As illustrated in Figure 14, the t_cr-P curve is inversely related to pile loading intensity, with the magnitude of the downward shift decreasing continuously. For instance, when P = 10,000 kN and pile loading intensity is 10 kPa, 20 kPa, 30 kPa, 40 kPa, and 50 kPa respectively, the time t_cr at which w(L) reaches 10 cm is 11.4411 years, 6.81096 years, 4.81096 years, 3.67397 years, and 2.96164 years. This observation suggests that for smaller pile loading intensities, the time required for a bar to produce an offset exceeding specification requirement under the combined action of axial force and additional horizontal load is longer. As pile loading intensity increases, this time decreases continuously with a decreasing rate of decrease. Furthermore, for t_cr-P curves with smaller pile loading intensities, their average slope within the same interval is larger than that for larger pile loading intensities. This indicates that for smaller pile loading intensities, an increase in axial force results in a faster decrease in time for bars to produce an offset exceeding specification requirement.

4. Conclusions

This study constructs a mechanical model of an elastic bar constrained by elastic and viscoelastic medium, fixed at the base and free at the top under Winkler foundation hypothesis, The Rayleigh-Ritz method is employed to derive the deflection function of the bar when subjected to both axial force and local horizontal distributed load. The primary conclusions are as follows:

• A mechanical model of an elastic slender compression-bending bar, constrained by elastic-viscoelastic medium wrapping and fixed at the base while free at the top, was established. Utilizing the energy method criterion and the Rayleigh-Ritz method, an approximate solution for the deflection function of the bar body was derived when subjected to axial force P at the top and horizontal additional load caused by pile loading at the side.
• Employing the elastic-viscoelastic correspondence principle, the approximate solution for the deflection function of the bar body in an elastic medium was transformed into an approximate solution for the deflection function of an elastic compression-bending bar in a viscoelastic medium. Using a Kelvin body as an example for the side medium of the bar, a deflection function under a second-order triangular series was derived. MATLAB is applied in this study to compute the corresponding theoretical solutions under the burgers model.
• The influence of the magnitude of axial force on the change of w(L) over time under equal bar length and equal pile load strength is studied. The calculation results show that when there is constant load on the side of the bar, axial force acts on the top of the bar, and the larger the axial force, the faster the rate of change of w(L) with time, and the earlier it develops towards instability. The influence of pile load strength on the change of w(L) over time under equal bar length condition is studied. The results show that the change of bar length has little effect on the stability of elastic bar in viscoelastic medium, and the research should focus on the influence of axial force and pile load strength on the surface of side medium on bar stability.
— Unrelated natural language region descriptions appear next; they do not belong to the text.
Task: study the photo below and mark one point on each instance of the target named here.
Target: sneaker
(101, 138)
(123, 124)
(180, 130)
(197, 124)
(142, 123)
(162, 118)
This research presents the derivation of the deflection equation of an elastic rod in a viscoelastic medium and discusses the potential implications for the durability of a long rod under this assumption. However, the working condition assumed in this study has not been validated or compared with the actual engineering scenarios. In future research, more realistic engineering situations can be examined by incorporating boundary conditions, and contrasted with the actual engineering cases, to demonstrate the applicability and accuracy of this method in practical work.